What is EDR Cyber Security?

EDR stands for endpoint detection and response. EDR is a security strategy that matters now more than ever given the skyrocketing growth of endpoints across the internet of things (IoT), internet of medical things (IoMT), OT, 5G, and smart devices. Every new endpoint expands an organization’s attack surface, and many endpoints are unmanaged and effectively invisible to legacy security tools and solutions.

Defining Endpoints

In addition to traditional endpoints like on-premises desktop computers and servers, today’s endpoints can include everything from virtual machines and cloud data storage to wireless security cameras, smartwatches, connected industrial control system (ICS) devices, and more. An even wider view of endpoints includes “network switches, routers, load balancers, firewalls, and VoIP apps” — in short, an endpoint can be defined as “anything that can be identified, addressed, or attacked.”

Endpoints can also be defined or classified by their behavior. For example, wireless security cameras are stationary by design, while tablets are mobile. Each endpoint will have its own communication timing and volume profile, a list of cloud services that it accesses, and specific tunnels that it may use. Depending on the type of data they handle and the organization’s security practices, endpoint communication may or may not be encrypted.
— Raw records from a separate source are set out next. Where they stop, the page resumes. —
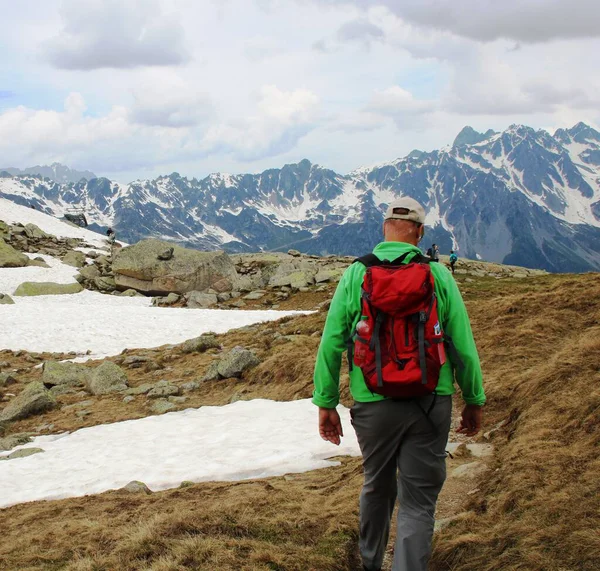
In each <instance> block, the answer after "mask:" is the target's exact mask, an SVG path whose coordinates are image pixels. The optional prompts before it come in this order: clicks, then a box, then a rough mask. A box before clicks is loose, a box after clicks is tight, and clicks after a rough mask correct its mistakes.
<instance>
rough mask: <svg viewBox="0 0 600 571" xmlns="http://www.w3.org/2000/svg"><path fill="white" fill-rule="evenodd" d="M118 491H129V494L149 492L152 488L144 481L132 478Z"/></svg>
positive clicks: (127, 491)
mask: <svg viewBox="0 0 600 571" xmlns="http://www.w3.org/2000/svg"><path fill="white" fill-rule="evenodd" d="M120 491H122V492H129V493H130V494H151V493H152V490H151V489H150V488H149V487H148V486H146V484H144V482H139V481H137V480H133V481H132V482H129V484H127V485H126V486H123V487H122V488H121V489H120Z"/></svg>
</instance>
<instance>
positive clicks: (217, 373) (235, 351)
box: [202, 346, 260, 381]
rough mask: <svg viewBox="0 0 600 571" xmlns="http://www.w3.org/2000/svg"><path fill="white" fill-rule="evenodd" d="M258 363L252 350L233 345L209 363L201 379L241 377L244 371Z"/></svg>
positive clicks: (257, 357)
mask: <svg viewBox="0 0 600 571" xmlns="http://www.w3.org/2000/svg"><path fill="white" fill-rule="evenodd" d="M259 363H260V361H259V359H258V357H257V356H256V355H255V354H254V352H253V351H250V350H248V349H245V348H244V347H239V346H238V347H234V348H233V349H232V350H231V351H228V352H227V353H225V354H224V355H223V356H222V357H221V358H220V359H217V360H215V361H213V362H212V363H211V364H210V366H209V367H208V370H207V371H206V373H205V375H204V377H203V378H202V380H203V381H215V380H217V379H229V378H231V377H241V375H242V373H243V372H244V371H246V370H247V369H251V368H252V367H255V366H256V365H258V364H259Z"/></svg>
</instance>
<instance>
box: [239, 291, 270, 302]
mask: <svg viewBox="0 0 600 571" xmlns="http://www.w3.org/2000/svg"><path fill="white" fill-rule="evenodd" d="M266 293H267V292H265V291H261V290H256V291H251V292H250V293H249V294H246V295H245V296H244V299H249V300H255V299H262V298H263V297H265V294H266Z"/></svg>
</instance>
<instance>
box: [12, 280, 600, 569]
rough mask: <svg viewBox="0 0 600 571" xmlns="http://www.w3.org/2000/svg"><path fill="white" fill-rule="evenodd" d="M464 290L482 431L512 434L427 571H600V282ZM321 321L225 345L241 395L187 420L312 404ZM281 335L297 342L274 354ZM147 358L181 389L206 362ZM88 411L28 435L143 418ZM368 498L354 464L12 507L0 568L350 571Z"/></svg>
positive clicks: (14, 568)
mask: <svg viewBox="0 0 600 571" xmlns="http://www.w3.org/2000/svg"><path fill="white" fill-rule="evenodd" d="M461 289H463V292H464V294H465V299H466V301H467V304H468V307H469V311H470V314H471V317H472V322H473V329H474V332H475V336H476V339H477V342H478V347H479V349H480V353H481V356H482V364H483V367H484V372H485V376H486V386H487V392H488V396H489V405H488V407H487V420H486V424H487V427H488V428H489V427H491V426H493V425H495V424H496V423H497V422H499V421H501V420H506V421H508V423H507V424H506V425H505V426H504V427H503V428H502V429H501V430H500V431H499V432H498V433H497V435H496V437H495V442H494V443H495V445H496V446H497V449H498V453H497V458H496V459H495V461H496V467H497V468H498V469H497V470H496V471H494V472H493V473H492V476H491V477H489V478H487V479H485V480H484V481H482V482H481V483H480V485H479V490H480V491H479V493H477V494H475V495H471V496H466V495H465V498H467V497H468V498H469V499H468V501H469V508H470V510H469V511H468V512H466V514H465V515H464V516H463V517H462V518H461V519H460V520H458V521H457V522H456V523H454V524H453V525H451V526H449V527H448V528H446V529H445V530H444V531H443V532H442V533H441V534H440V535H439V536H438V538H437V541H436V545H435V552H434V558H433V561H432V569H433V570H441V569H456V570H458V569H460V570H478V571H480V570H483V571H485V570H492V569H502V570H509V571H510V570H522V569H531V570H540V571H541V570H556V571H558V570H563V571H564V570H570V569H582V570H587V569H590V570H591V569H596V568H597V564H598V561H599V560H600V539H599V538H598V534H597V530H598V528H599V527H600V503H599V502H600V500H599V497H600V494H599V493H598V492H599V487H600V486H599V482H598V477H597V474H598V473H599V468H600V465H599V460H598V450H599V431H600V427H599V424H598V419H599V416H600V415H599V406H600V393H599V390H598V386H599V383H598V381H599V380H600V373H599V372H600V335H598V334H599V333H600V276H599V275H597V274H588V275H580V276H542V277H536V278H532V279H527V280H500V281H499V280H494V279H492V278H477V279H475V281H473V282H463V283H462V284H461ZM323 318H324V315H323V314H315V315H312V316H308V317H301V318H295V319H293V320H291V321H288V322H286V323H284V324H282V325H281V326H280V325H279V324H268V325H265V326H262V327H261V330H263V331H271V334H270V335H267V334H261V333H260V332H259V333H257V332H256V331H254V332H252V331H251V332H232V333H229V334H227V335H225V336H223V337H222V339H223V343H224V345H225V346H226V347H229V346H233V345H235V344H244V345H246V346H251V347H254V348H255V349H256V350H257V351H258V352H259V354H260V355H261V357H262V358H263V363H262V364H261V365H260V366H259V367H257V368H256V369H254V370H252V371H251V373H250V374H249V375H248V376H247V377H246V378H245V379H243V380H241V381H221V382H219V383H210V384H205V385H202V386H201V388H200V389H199V390H198V391H196V392H195V393H192V395H191V397H190V402H189V403H186V406H200V405H202V404H222V403H225V402H229V401H230V400H231V398H232V397H233V398H253V397H268V398H275V399H281V400H289V399H293V398H304V397H307V396H309V394H310V390H311V372H312V364H313V360H314V352H315V350H316V347H317V345H318V337H314V336H312V334H313V333H314V332H315V331H318V330H319V328H320V327H322V323H323ZM275 331H279V332H281V333H283V334H285V335H290V334H294V335H293V337H290V339H291V340H289V341H282V340H277V341H274V340H273V336H272V333H273V332H275ZM152 355H153V356H154V357H155V358H157V359H158V360H160V361H161V362H163V365H164V366H166V367H168V368H167V369H165V370H163V371H157V372H156V374H157V375H162V376H166V375H165V371H166V372H167V373H168V375H169V376H168V378H170V379H173V378H174V377H176V378H177V379H179V380H181V382H183V381H187V380H191V379H192V378H195V377H196V376H198V375H199V374H201V373H202V371H203V370H204V368H205V367H206V366H207V364H208V362H209V361H210V359H211V355H209V354H204V355H192V356H189V355H183V354H181V353H179V352H178V351H177V350H174V351H166V350H160V351H155V352H152ZM2 358H3V359H4V358H5V355H3V356H2ZM130 373H131V384H132V385H136V384H139V383H141V382H143V381H144V380H148V373H145V372H143V371H142V370H135V371H131V372H130ZM36 374H39V372H38V371H33V370H31V371H30V373H25V376H27V375H31V376H34V375H36ZM159 378H160V377H159ZM347 398H348V397H347V394H346V395H345V400H346V402H348V401H347ZM93 400H94V404H93V407H92V415H90V417H87V418H86V419H85V420H83V421H82V420H80V419H76V420H75V417H74V415H73V411H71V412H70V413H67V412H65V411H54V412H51V413H48V414H47V415H44V418H40V417H38V418H37V419H35V425H37V424H40V423H41V422H53V423H55V424H56V430H60V429H66V428H76V427H77V426H81V425H82V424H81V423H82V422H83V423H86V424H95V423H98V422H106V421H108V420H117V419H120V418H127V417H138V416H143V415H145V414H148V412H147V409H145V408H144V404H143V401H142V400H141V399H140V402H139V403H136V404H135V405H134V406H133V408H127V406H129V407H130V406H131V405H127V406H125V405H124V404H123V403H121V401H120V399H118V398H116V397H103V398H101V399H93ZM33 422H34V421H24V422H22V423H16V425H15V426H13V427H11V432H12V431H16V430H24V429H27V428H31V426H33V424H29V425H28V423H33ZM77 423H79V424H77ZM359 487H360V464H359V462H358V461H357V460H355V459H353V460H350V461H344V462H343V464H342V466H340V467H338V468H331V469H326V470H321V471H316V472H312V473H310V474H305V475H298V476H293V477H292V478H275V479H269V480H263V481H257V482H242V483H236V484H199V485H194V486H191V487H189V488H186V489H182V490H172V491H167V492H161V493H157V494H153V495H151V496H143V497H140V496H130V495H125V494H123V493H122V492H110V493H106V494H101V495H99V496H93V497H87V498H77V499H72V500H63V501H59V502H40V503H32V504H25V505H20V506H14V507H12V508H8V509H6V510H0V528H1V529H2V534H1V539H0V569H11V570H12V569H45V570H49V569H73V570H75V569H77V570H92V569H96V570H101V569H102V570H104V569H106V570H109V569H124V570H128V569H153V570H161V571H166V570H167V569H168V570H176V569H225V570H226V569H248V570H250V569H256V570H260V569H289V570H293V569H298V570H311V569H324V570H327V569H332V570H333V569H340V570H341V569H353V568H354V558H355V541H354V540H355V536H356V524H357V520H356V504H357V494H358V490H359ZM465 491H466V490H465Z"/></svg>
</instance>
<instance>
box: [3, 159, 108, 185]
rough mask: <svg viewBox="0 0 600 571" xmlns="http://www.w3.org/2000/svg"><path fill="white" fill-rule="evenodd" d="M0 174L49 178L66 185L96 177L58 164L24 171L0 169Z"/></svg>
mask: <svg viewBox="0 0 600 571" xmlns="http://www.w3.org/2000/svg"><path fill="white" fill-rule="evenodd" d="M1 172H7V173H8V174H10V175H34V176H41V177H45V178H49V179H51V180H53V181H54V182H60V183H67V182H79V181H80V180H81V179H82V178H84V179H86V180H91V179H93V178H96V175H95V174H94V173H93V172H91V171H77V170H74V169H70V168H69V167H66V166H65V165H61V164H60V163H52V164H51V165H50V166H48V165H44V166H40V165H38V166H35V167H29V168H26V169H15V168H0V173H1Z"/></svg>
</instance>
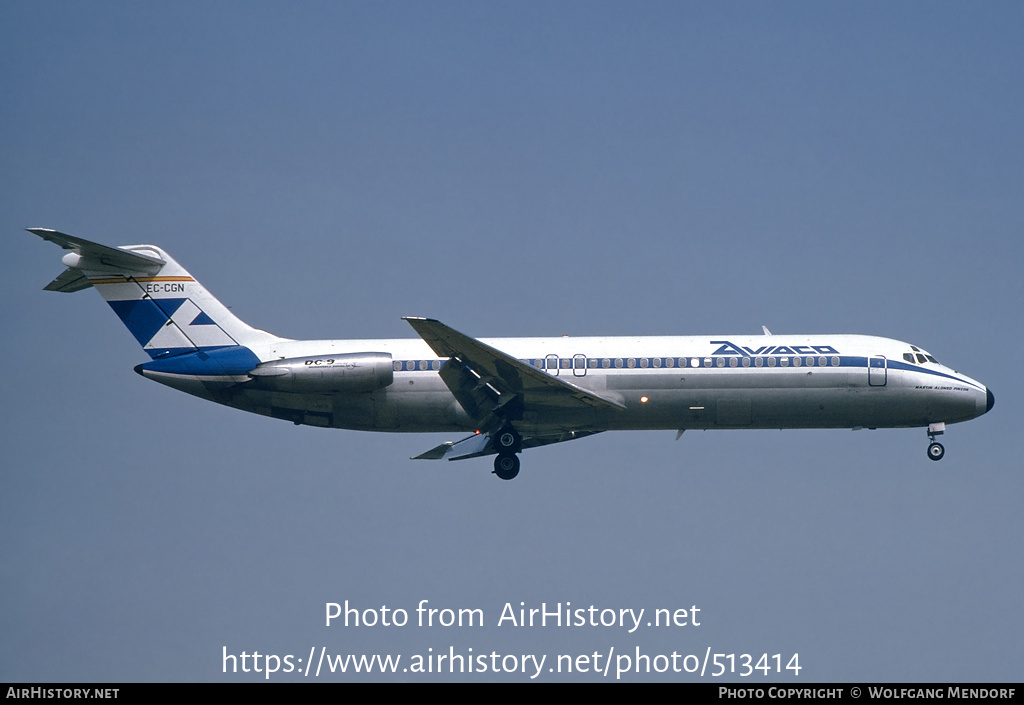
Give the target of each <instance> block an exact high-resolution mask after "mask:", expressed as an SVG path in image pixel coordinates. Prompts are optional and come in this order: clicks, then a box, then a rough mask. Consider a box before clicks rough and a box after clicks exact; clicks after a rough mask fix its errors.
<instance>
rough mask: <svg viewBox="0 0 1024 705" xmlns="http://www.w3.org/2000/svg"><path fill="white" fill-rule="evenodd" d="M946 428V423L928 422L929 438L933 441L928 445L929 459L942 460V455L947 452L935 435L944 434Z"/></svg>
mask: <svg viewBox="0 0 1024 705" xmlns="http://www.w3.org/2000/svg"><path fill="white" fill-rule="evenodd" d="M945 429H946V424H945V423H942V422H939V423H930V424H928V439H929V440H930V441H931V443H930V444H929V445H928V459H929V460H942V456H943V455H945V454H946V449H945V448H943V447H942V444H941V443H938V442H937V441H936V440H935V437H936V436H942V433H943V432H944V431H945Z"/></svg>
Detecting Endpoints and Responding to Endpoint Threats

The challenge in endpoint detection now is that most cyber devices are unmanaged and unagentable. Traditional security scans can’t detect them and may interfere with their functionality. Devices with certain wireless connectivity protocols may be invisible to legacy security solutions that look for Ethernet and Wi-Fi connections but can’t see Bluetooth, NFC, and other newer protocols.

Without a complete view of all endpoints across the environment, organizations are more vulnerable to a host of security threats, including the remote takeover of control systems, network intrusions via unpatched vulnerabilities in device firmware and software, ransomware attacks, and data theft. For example, unmanaged devices represent 31% of Log4j threats detected by Armis. Without a complete inventory of all endpoints and real-time insight into their activity, such threats may go undetected.

The “response” element in EDR includes responding to vulnerabilities and to threats. An EDR solution that can compare each endpoint to a device knowledgebase to identify and remediate vulnerabilities can reduce the risk of real-time threats. An EDR tool that also monitors endpoint behavior — including communication frequency, destination, and encryption status — can raise real-time alerts when a device or other endpoint is behaving abnormally.